Most problematic part was that the Court did not want to go into the question of constitutionality of the laws at this stage. It should have taken up the case long back when farmers announced a long agitation or at least given the timeline for its hearing. Most of the experts opined that these laws cannot stand the constitutionality test for many reasons.
Govt vs Right to Protest.
Attorney General has pointed out that the farmers were going to bring 2000 tractors to “join” the Republic Day parade. Senior advocate Dushyant Dave, however, refuted the claim and said: “Mr. Venugopal, these farmers too have members in the Army. They will do no such thing… Really don’t understand the attitude of the government”. The AG referred to how rioters recently destroyed the stage where the Haryana Chief Minister was to come. Then Chief Justice Bobde said, “We are not saying we will protect law-breakers. Law and order are the job of the police. We will protect the right to peaceful protest like Gandhiji’s satyagraha.”

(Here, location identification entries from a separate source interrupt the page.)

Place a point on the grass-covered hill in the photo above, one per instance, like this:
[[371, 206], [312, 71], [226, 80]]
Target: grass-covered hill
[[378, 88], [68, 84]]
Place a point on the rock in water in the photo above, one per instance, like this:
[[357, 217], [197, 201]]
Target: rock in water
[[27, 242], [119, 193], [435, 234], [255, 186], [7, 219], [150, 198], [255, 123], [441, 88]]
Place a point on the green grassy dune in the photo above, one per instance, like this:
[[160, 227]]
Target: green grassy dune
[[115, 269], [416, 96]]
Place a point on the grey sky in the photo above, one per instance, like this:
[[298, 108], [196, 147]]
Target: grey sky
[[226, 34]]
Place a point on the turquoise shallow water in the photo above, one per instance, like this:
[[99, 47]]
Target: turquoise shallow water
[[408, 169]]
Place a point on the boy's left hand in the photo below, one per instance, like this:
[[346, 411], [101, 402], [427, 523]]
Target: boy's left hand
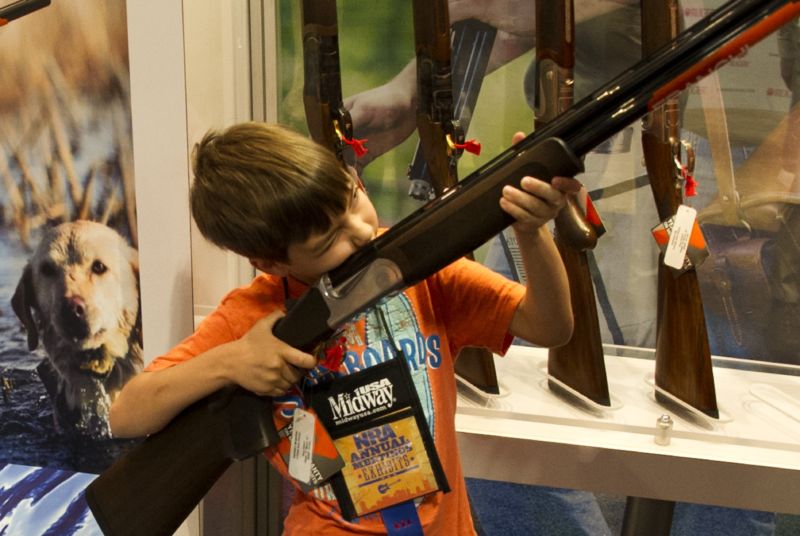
[[535, 202]]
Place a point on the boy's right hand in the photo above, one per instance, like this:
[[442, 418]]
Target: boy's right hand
[[266, 365]]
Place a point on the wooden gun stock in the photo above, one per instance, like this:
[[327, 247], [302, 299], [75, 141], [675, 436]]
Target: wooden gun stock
[[328, 122], [580, 363], [155, 486], [439, 129], [683, 358]]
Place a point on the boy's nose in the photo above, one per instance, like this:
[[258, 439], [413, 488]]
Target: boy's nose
[[360, 232]]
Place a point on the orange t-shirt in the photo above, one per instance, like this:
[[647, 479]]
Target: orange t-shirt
[[465, 304]]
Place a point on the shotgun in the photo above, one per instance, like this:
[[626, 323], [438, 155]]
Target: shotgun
[[683, 357], [137, 493], [472, 42], [580, 363], [20, 8], [328, 122], [442, 134]]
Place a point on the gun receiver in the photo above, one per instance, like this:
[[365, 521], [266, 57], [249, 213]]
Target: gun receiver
[[580, 364], [441, 135], [19, 9], [683, 358], [155, 472], [328, 122]]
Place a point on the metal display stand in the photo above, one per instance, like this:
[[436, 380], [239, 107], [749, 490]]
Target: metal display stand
[[748, 458]]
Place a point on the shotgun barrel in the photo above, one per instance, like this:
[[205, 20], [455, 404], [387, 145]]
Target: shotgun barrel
[[20, 8], [155, 471]]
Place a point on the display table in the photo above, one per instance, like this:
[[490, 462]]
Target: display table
[[749, 458]]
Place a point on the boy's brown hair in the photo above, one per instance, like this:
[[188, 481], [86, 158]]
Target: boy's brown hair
[[260, 187]]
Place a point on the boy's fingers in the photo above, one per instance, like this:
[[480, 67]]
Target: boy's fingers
[[300, 359]]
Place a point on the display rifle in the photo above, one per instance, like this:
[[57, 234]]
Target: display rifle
[[328, 121], [579, 364], [683, 358], [154, 486], [472, 42], [442, 133], [19, 9]]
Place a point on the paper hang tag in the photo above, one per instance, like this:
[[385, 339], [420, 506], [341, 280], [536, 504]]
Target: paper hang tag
[[679, 237], [302, 450], [681, 240]]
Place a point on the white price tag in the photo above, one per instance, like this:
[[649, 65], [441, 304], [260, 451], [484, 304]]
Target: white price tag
[[679, 235], [302, 446]]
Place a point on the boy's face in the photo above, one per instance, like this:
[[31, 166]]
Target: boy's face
[[322, 252]]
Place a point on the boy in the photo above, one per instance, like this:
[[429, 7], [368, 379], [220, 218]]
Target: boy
[[286, 204]]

Will majority support the farmers?
Government was arguing that the “majority” in the country thought the farm laws were harmless, then the CJI said the thoughts of the majority would not help resolve the farmers’ strike. “We ourselves do not claim to know how to resolve every situation. We are only trying to break the tension and make the atmosphere more conducive for negotiations. We are a constitutional court… Who is going to be responsible if this sabre-rattling goes on?”, he stated.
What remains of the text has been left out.